Restaurants must provide their own vertical barricades, planters, tables, and chairs. Johnson emphasized the need to be creative and adaptive to the city’s unique streetscape, which varies between neighborhoods. He proposed the use of both public and private spaces, such as adjacent parking lots, as options for outdoor dining.
“We know that a one-size-fits-all solution won’t work,” he explained, advocating for a collective approach that incorporates suggestions from local business owners and other community leaders.
Manhattan architect David Rockwell is working pro-bono with the NYC Hospitality Alliance to provide an adaptable, scalable and affordable template for eateries to use as a model for utilizing outdoor space.
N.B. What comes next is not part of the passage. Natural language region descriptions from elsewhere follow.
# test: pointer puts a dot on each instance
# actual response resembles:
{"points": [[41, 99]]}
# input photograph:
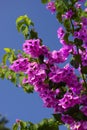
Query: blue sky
{"points": [[16, 104]]}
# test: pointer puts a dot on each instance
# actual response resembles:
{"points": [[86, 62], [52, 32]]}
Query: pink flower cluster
{"points": [[59, 88], [51, 6]]}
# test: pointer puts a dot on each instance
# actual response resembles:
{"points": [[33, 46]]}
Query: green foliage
{"points": [[48, 124], [23, 23]]}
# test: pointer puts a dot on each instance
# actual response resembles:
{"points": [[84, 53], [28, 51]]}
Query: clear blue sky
{"points": [[14, 103]]}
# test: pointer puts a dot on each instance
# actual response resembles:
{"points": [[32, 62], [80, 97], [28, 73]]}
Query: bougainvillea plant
{"points": [[36, 68]]}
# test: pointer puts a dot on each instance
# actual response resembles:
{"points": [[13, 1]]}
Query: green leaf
{"points": [[85, 3], [45, 1], [7, 50], [33, 34]]}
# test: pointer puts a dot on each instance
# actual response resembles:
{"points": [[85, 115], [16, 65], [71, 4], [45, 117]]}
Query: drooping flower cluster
{"points": [[60, 88]]}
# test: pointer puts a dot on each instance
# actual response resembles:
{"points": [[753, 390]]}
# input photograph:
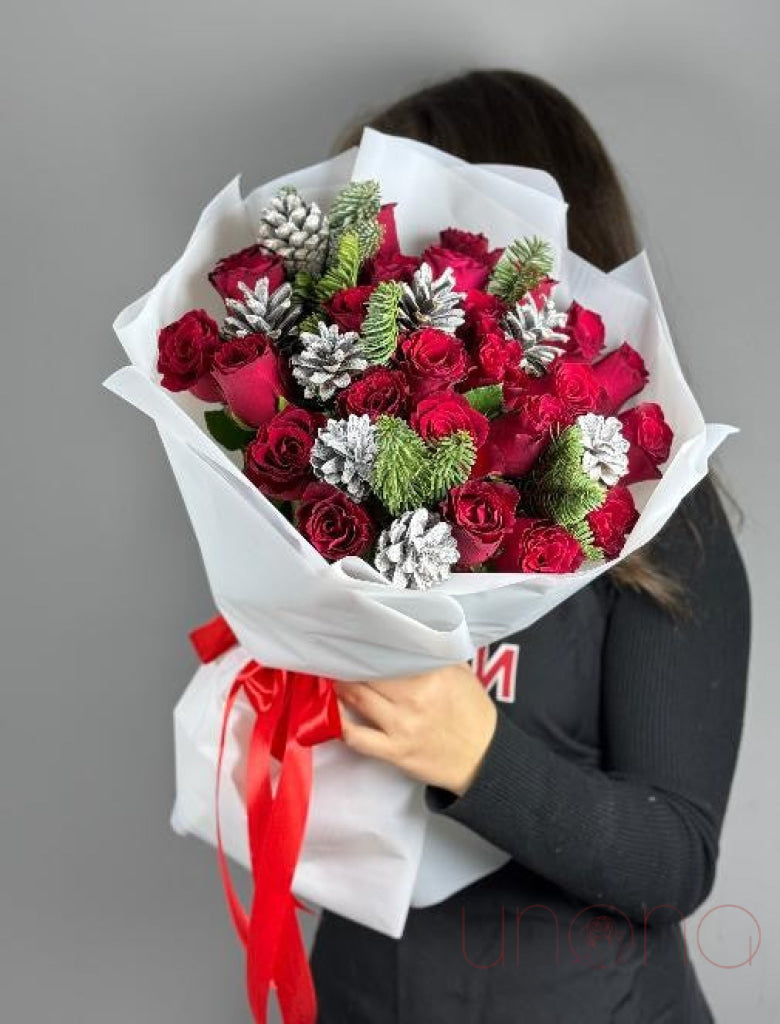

His firm, the Rockwell Group, is making these designs available for restaurants with sidewalk permits through its website.
Though the reopening of restaurants and bars would not occur until the city reaches the criteria to initiate “Phase Three” of the governor’s reopening protocols, the City Council urged the De Blasio administration not to hesitate when it comes to reimagining street space, an initiative it says was not a priority in the past.
“When it comes to open space and streets in general, I personally don’t have the confidence that the mayor is really an outside-the-box thinker,” said Councilman Anotnio Reynoso, a co-sponsor on the outdoor dining legislation. “It’s important for us to initiate this conversation and impose guidelines.”
Timing is everything for so many struggling restaurants, and a long list of logistical details still needs to be addressed if the City Council’s bill is passed.
According to Queens Together co-founders Jaime-Faye Bean and Jonathan Forgash, a number of food service establishments in Sunnyside and Astoria are eager to explore outdoor dining. Concerns remain, however, when it comes to division of responsibility for potentially shared seating areas and the risk for costly fines that may come with new safety regulations.
“The new world we’re living in should not include piling on more fees to restaurants at a time when they need every penny most to maintain being in the neighborhood,” said Forgash, a former chef and organizer of the Queens Dinner Club.
Provisions enacted by the council’s proposed legislation would expire on October 31, or when social distancing guidelines are lifted. But Bean is hoping to see many of the recent measures taken to aid of local restaurants, including caps on third-party delivery charges and waiving sidewalk cafe fees through 202, will become permanent changes going forward.
“I would like to see a lot of what has been discussed outside the frame of a state of emergency,” explained the Sunnyside Shines BID executive director, pointing out the deep holes in the city’s small business ecosystem that have been blatantly exposed amid the pandemic. “For me to correct course for a few months and then go back to the normal way,” Bean continued, “that’s not going to work.”